Every water change just siphon out as many snails as you can. You will still leave a lot to take care of leftover food and detritus.

Clown Loaches get very large and should be kept in a shoal. Assassin snails won't make a dent in a large snail population. I like the idea of assassin snails, but I think their ability at keeping a snail population in check is vastly oversold.


----------



## aspen (Jun 15, 2004)

the problem with using loaches is, that the shells are left in the substrate adding slowly to hardness. as said, meds are bad for the discus.

i cannot stand snails in a planted tank, and i gently bleach-treat all new plants before adding them.

what species of snail are we talking about here?

remember, anything that is going to kill that snail population is gonna leave a LOT of dead snails everywhere and it is going to be a big mess for a while. you wanna get as many out as you can first.

rick


----------



## Dutch Dude (Sep 14, 2006)

The method I mentioned is safe dough but people rather buy chemicals unfortunately.


----------



## flaxseedoil1000 (Dec 27, 2009)

I have trumpets but they leave the plants alone


----------



## adam79 (Jun 27, 2007)

Wouldn't Amazon puffers keep the snails in check and keep the tank Amazon pure?
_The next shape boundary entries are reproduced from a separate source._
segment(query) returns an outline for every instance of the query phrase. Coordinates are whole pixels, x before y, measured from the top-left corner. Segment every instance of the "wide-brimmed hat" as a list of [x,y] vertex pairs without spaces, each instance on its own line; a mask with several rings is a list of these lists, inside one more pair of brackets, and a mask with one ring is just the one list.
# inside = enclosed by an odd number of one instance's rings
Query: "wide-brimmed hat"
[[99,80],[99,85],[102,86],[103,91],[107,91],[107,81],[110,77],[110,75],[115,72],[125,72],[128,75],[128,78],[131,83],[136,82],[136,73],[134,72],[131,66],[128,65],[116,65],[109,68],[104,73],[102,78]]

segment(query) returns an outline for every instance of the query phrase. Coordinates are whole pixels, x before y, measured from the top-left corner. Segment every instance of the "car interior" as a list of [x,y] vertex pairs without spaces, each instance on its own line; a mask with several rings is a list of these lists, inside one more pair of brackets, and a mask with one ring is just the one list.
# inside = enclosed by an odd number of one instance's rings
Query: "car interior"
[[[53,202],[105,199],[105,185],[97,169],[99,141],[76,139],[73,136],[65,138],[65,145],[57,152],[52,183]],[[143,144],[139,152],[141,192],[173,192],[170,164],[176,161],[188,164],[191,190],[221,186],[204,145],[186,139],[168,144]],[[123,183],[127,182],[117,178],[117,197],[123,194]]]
I guess I don't know how they would do with discus.


----------



## Dutch Dude (Sep 14, 2006)

Sorry I'll stick with the method I mentioned. It seems you only want to get ride of the snail it selves but they are only a small part of your problem. I would be much more woried abouth their food source,....most likely waste and spilled foods. If so it will effect the water qualety.


----------



## jamesman_1994 (Jun 23, 2009)

i have had snail problems b4 and it isn't fun........... if it is tiny snails that are wrecking your tank then go for some kewle loaches the stay small u won't see them because they are nocternal and i have seen them snatch up a few snails. clown loaches can get big but if u keep them on an diet of snails and the food that sinks to the bottom they shouldn't grow too fast, and i have never seen an agressive loach............


----------



## lethalcustoms00 (Dec 27, 2009)

i can say that clowns are too intense for a discus tank. i have a single skunk loach right now in my planted community tank that needs to find a new home cuz he is too agressive for the tank. i have snails in my angel/discus tank now also and frequent water changes of at least 35 percent is a very effective way of keeping them in control. even my favorite, the yo yo loach can be too pushy for discus. loaches are just too active and like to include everyone in their play time, even those who dont want to join.


----------



## jamesman_1994 (Jun 23, 2009)

i have never kept discus but i have had clown loaches and when samll considering the size of the discus i would have thought that the loaches would be no trouple


----------



## lethalcustoms00 (Dec 27, 2009)

its not so much the size since it takes years for clowns to get really big, its the attitude they have. discus prefer to take it easy and slow, and watch your clowns. they are up and down around in and out. all that movng around so fast stresses them too much


----------



## jamesman_1994 (Jun 23, 2009)

i haven't had clown loaches for a while because i got white spot and the clown loaches don't take well to the treatment 
but true that, they r very energetic


----------



## Dutch Dude (Sep 14, 2006)

OK,...just buy those loaches and don't complain if things go wrong!


----------